After synthesizing all this feedback and running some POCs, here’s my consolidated perspective on the semantic vs custom feature engineering decision:
SAP Semantic Data Products and Governance:
The semantic layer provides enormous value for foundational business concepts. SAP BDC semantic models come with pre-validated business rules, data quality checks, and audit trails that are critical for regulated industries. For customer hierarchies, product classifications, financial metrics, and supply chain KPIs, leveraging these semantics saves months of validation work and ensures consistency across analytics and ML use cases. The built-in governance (lineage, access controls, change management) is production-grade and compliance-ready.
Snowpark Python UDF Development:
Snowpark excels at ML-specific transformations that semantic models don’t cover. Complex window functions, statistical aggregations, time-series feature engineering, and custom business logic all benefit from Snowpark’s flexibility. The Python UDF framework lets you implement any transformation pattern, call external libraries, and even integrate pre-trained models for feature generation. The key is treating Snowpark as the “enrichment layer” rather than replacing semantic foundations entirely.
Feature Engineering Best Practices:
Implement a layered architecture:
- L1 (Raw): SAP BDC shared data, unchanged
- L2 (Semantic): SAP semantic products with business logic
- L3 (Base Features): Direct mappings from semantics to ML features
- L4 (Derived Features): Snowpark transformations creating ML-specific features
This separation makes testing, debugging, and governance much more manageable. Each layer has clear ownership and validation criteria.
Hybrid Semantic + Custom Approach:
The hybrid pattern is the practical solution. Use SAP semantics for all business-validated attributes (customer demographics, product attributes, transaction amounts, organizational hierarchies). Build Snowpark transformations for ML-specific features (RFM scores, propensity calculations, embeddings, statistical aggregations, time-series lags).
Implement version pinning for semantic dependencies:
# Snowpark feature pipeline with semantic versioning
from snowflake.snowpark.functions import col, lag, avg
@sproc(name="generate_customer_features_v3")
def build_features(session, semantic_version="v2"):
# Pin to specific semantic version
semantic_view = f"sap_share.customer_semantic_{semantic_version}"

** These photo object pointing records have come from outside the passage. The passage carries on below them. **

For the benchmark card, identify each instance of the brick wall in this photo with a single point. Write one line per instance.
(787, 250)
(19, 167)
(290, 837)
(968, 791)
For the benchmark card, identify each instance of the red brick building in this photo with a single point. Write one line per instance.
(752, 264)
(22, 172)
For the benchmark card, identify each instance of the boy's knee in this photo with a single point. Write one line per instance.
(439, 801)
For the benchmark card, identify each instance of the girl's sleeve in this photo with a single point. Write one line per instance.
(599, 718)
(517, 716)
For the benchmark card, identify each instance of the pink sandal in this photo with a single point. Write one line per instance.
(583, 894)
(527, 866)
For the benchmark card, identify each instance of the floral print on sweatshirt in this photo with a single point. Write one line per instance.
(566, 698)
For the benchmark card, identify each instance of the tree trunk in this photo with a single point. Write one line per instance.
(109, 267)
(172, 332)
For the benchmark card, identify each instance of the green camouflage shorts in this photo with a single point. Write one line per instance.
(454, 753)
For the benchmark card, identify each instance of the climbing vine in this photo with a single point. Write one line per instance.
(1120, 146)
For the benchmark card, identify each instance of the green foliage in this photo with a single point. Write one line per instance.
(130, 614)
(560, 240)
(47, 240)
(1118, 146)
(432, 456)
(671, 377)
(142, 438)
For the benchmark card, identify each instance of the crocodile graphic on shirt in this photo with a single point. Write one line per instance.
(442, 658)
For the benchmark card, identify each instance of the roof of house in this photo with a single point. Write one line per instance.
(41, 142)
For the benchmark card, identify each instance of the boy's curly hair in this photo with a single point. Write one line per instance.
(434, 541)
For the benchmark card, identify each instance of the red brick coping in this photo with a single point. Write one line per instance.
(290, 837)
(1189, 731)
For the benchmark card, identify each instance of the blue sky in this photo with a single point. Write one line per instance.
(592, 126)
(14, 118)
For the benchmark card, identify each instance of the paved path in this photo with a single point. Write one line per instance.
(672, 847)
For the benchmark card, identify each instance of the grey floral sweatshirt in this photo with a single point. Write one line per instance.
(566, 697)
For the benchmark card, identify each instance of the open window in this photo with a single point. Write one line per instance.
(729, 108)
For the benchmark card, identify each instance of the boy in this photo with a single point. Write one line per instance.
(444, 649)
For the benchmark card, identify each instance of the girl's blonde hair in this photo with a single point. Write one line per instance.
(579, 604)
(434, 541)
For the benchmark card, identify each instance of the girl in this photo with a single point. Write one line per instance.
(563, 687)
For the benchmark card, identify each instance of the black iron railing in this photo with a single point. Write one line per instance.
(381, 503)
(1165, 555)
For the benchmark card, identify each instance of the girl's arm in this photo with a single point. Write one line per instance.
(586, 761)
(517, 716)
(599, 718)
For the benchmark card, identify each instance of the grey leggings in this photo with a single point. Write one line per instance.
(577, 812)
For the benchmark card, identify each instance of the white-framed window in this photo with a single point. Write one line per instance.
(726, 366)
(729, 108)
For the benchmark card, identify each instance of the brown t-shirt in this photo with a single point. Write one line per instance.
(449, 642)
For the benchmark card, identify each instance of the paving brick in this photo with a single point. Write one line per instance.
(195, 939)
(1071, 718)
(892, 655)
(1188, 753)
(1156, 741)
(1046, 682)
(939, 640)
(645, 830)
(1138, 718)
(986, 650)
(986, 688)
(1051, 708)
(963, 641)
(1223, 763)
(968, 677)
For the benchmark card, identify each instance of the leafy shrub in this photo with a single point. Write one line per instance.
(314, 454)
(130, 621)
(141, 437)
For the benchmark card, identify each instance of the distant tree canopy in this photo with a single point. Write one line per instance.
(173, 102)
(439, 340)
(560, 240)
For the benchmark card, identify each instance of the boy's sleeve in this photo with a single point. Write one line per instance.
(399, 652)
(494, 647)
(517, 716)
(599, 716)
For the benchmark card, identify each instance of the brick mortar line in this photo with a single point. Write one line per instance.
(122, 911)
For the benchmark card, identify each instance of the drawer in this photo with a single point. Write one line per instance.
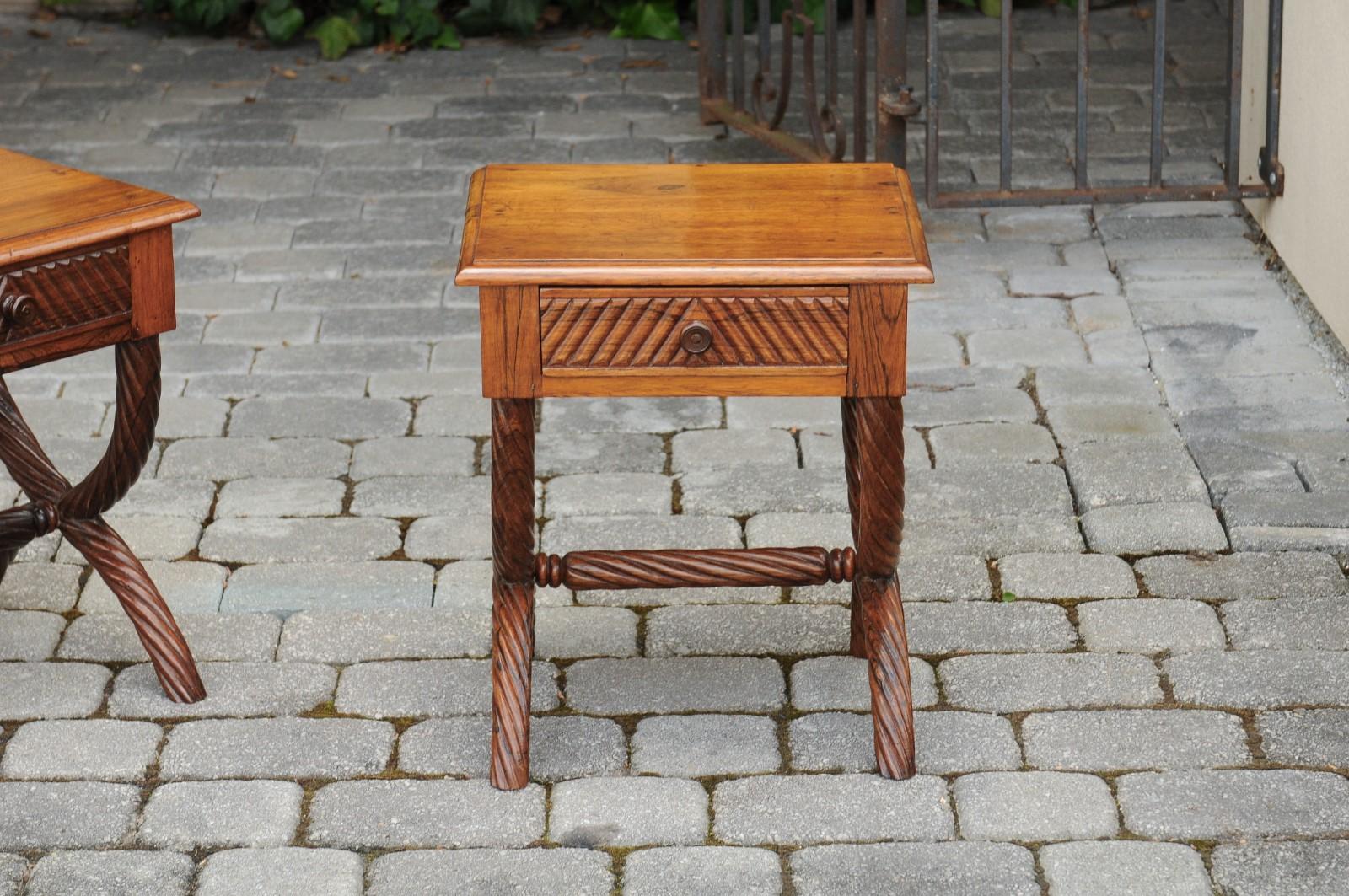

base = session.table(semantic_view)
# Layer custom ML features on semantic foundation
features = base.with_columns([
avg(col("purchase_amount")).over(
Window.partition_by("customer_id")
.order_by("transaction_date")
.rows_between(-6, -1)
).alias("avg_purchase_6m"),
lag(col("last_purchase_date"), 1).over(
Window.partition_by("customer_id")
.order_by("transaction_date")
).alias("days_since_previous")
])
return features
Model Governance and Compliance:
Implement comprehensive metadata management:
- Feature Registry: Track every feature with source semantic version, transformation logic, business owner, and approval status
- Lineage Tracking: Use Snowflake tags to link features back to SAP semantic sources and Snowpark transformation code
- Access Controls: Inherit RBAC from SAP semantics for base attributes, apply additional column-level security for derived features
- Validation Framework: Automated tests comparing semantic outputs to expected values, plus data quality checks on Snowpark transformations
- Change Management: When SAP updates semantics, create new versioned views, run regression tests on all dependent features, migrate models incrementally
The hybrid approach gives you SAP’s governance benefits (audit trails, validated business logic, regulatory compliance) while maintaining ML flexibility through Snowpark. Document everything, version aggressively, and treat semantic products as immutable inputs to your feature engineering pipeline.
Recommendation: Start with SAP semantics for all available business concepts. Only build custom Snowpark features when semantic products don’t cover your needs. As your ML platform matures, you’ll develop patterns for common transformations that can be templatized and governed as rigorously as the semantic layer itself. The goal is controlled flexibility - innovation where needed, standardization where possible.